Torna a mordere in Italia, in modo virulento, il Coronavirus, denominato Covid-19. L’estate ha lasciato in eredità comportamenti privi di responsabilità come se l’Italia, ed il mondo, non stesse vivendo una epidemia di proporzioni mai viste.
Aver vissuto un periodo di convivenza forzata e controllata con un virus che sembrava depotenziato e a bassa intesità nel periodo estivo, inevitabile conseguenza del lockdown a cui l’Italia si era sottoposta in primavera, ha fatto dimenticare le precauzioni e il virtuosismo comportamentale che avevano caratterizzato il periodo primaverile.
Il virus, purtroppo, oggi circola in tutto il Paese. Sono otto le Regioni, alcune delle quali interessate in forma marginale in primavera, che hanno riportato un aumento esponenziale nel numero di casi diagnosticati rispetto alla trascorsa primavera.
In Italia, dall’inizio dell’epidemia di Coronavirus, almeno 327.586 persone hanno contratto il virus con 36.002 decessi.
I provvedimenti combinati tra ministero della Sanità e regioni hanno messo ancora una volta in evidenza, a fronte di una positiva risposta del Sistema Sanitario Nazionale, un punto critico che in qualche modo dovrà essere affrontato nel prossimo futuro. In alcuni i settori, soprattutto in quelli deputati alla tutela della salute pubblica, le azioni di contrasto non possono essere frammentate nei mille rivoli regionali ma vanno assolutamente centralizzate e ricondotte a regia unitaria.
La riapertura delle scuole e la ripresa delle attività sportive, in modo particolare il campionato di calcio di serie A hanno evidenziato, come del resto era prevedibile, che la realtà quotidiana rischia di travolgere l’apparato normativo posto a difesa e tutela della salute pubblica in tali settori facendo apparire obsoleti e superati provvedimenti emanati e condivisi solo poche settimane prima.
Il virus circola e si annida ovunque, pertanto solo interventi di contrasto coordinati sul piano nazionale possono evitare vere e proprie sciocchezze come è successo per il caso della partita di calcio tra la Juventus ed il Napoli. Senza entrare in inutili dettagli, c’è un punto insuperabile, nessuna attività umana può prevalere rispetto al diritto alla salute.
Altra cosa è tentare di individuare protocolli comportamentali da rispettare per non far morire il sistema produttivo.
Ma anche il sistema produttivo deve imparare a fare la propria parte. Le movide, gli assembramenti, la calche da concerto appartengono ad un altro tempo e non a questo, difficile e complesso. I primi ad essere chiamati a far rispettare, cosa che nella gran parte dei casi fanno, sono i gestori dei pubblici esercizi con l’ausilio eventuale delle Forze dell’Ordine.

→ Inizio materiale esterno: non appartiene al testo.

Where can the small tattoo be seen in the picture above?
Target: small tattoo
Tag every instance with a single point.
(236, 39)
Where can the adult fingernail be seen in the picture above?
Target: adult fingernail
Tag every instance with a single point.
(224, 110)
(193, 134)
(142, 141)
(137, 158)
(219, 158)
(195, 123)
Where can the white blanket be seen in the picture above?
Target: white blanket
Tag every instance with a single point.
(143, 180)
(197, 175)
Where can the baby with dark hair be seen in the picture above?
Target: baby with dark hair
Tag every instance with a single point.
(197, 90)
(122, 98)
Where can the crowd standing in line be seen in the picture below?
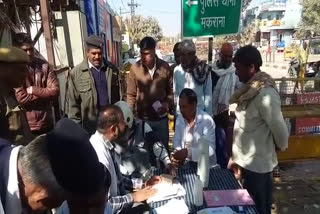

Se si superassero le soglie della decenza e della pericolosità le porte di un nuovo lockdown sono aperte come è successo in Israele. E sarebbe più duro e più capace di creare conseguenze infauste e negative su imprese, aziende e attività già provate ed esauste.
L’Italia non può permetterselo. Il Paese ha bisogno di concentrare i propri sforzi su un vasto programma riformatore idoneo a innescare un processo di sviluppo permanente e duraturo utilizzando le ingenti risorse messe a disposizione dall’Unione Europea, unica vera istituzione in grado di aiutare gli antichi stati del Vecchio continente.
Tra BCE e fondi di vario tipo, Mes, Sure e Recovery Fund la vecchia Europa ha le risorse per rilanciare la propria economia e la propria impareggiabile cultura che si poggia su valori non superati.
Ovviamente l’Italia è chiamata a fare uno sforzo eccezionale, come nell’ultimo dopoguerra, per abbattere una pressione fiscale, ostacolo di primaria grandezza alla ripresa, che è pari al 43,2%, in crescita di 1,8 punti percentuali rispetto allo stesso periodo dell’anno precedente, nonostante la marcata riduzione delle entrate fiscali e contributive.
Inoltre il differenziale ta Nord e Sud italiano è un tema non più rinviabile. Lo choc da coronavirus, secondo l’ultimo studio della Svimez, la società per lo sviluppo del Mezzogiorno, ha colpito un Sud italiano già in recessione incapace di ritornare ai livelli precedenti la crisi finanziaria del 2008, sia di prodotto che di occupazione. La strada per riportare il Sud in una condizione di estrema parità con il Nord del Paese è lunga ma vanno messe in campo politiche idonee a riempire il gap per consentire al Nord di avere un mercato interno più vasto e ricco per le proprie produzioni.
Altra strada non c’è più.
Il Covid-19, se non ci ucciderà, sarà stato utile a superare divisioni che non hanno più ragioni di esistere.
Il risorgimento lo consegneremo definitivamente ai libri di storia e, forse, ne inizierà finalmente un’altra.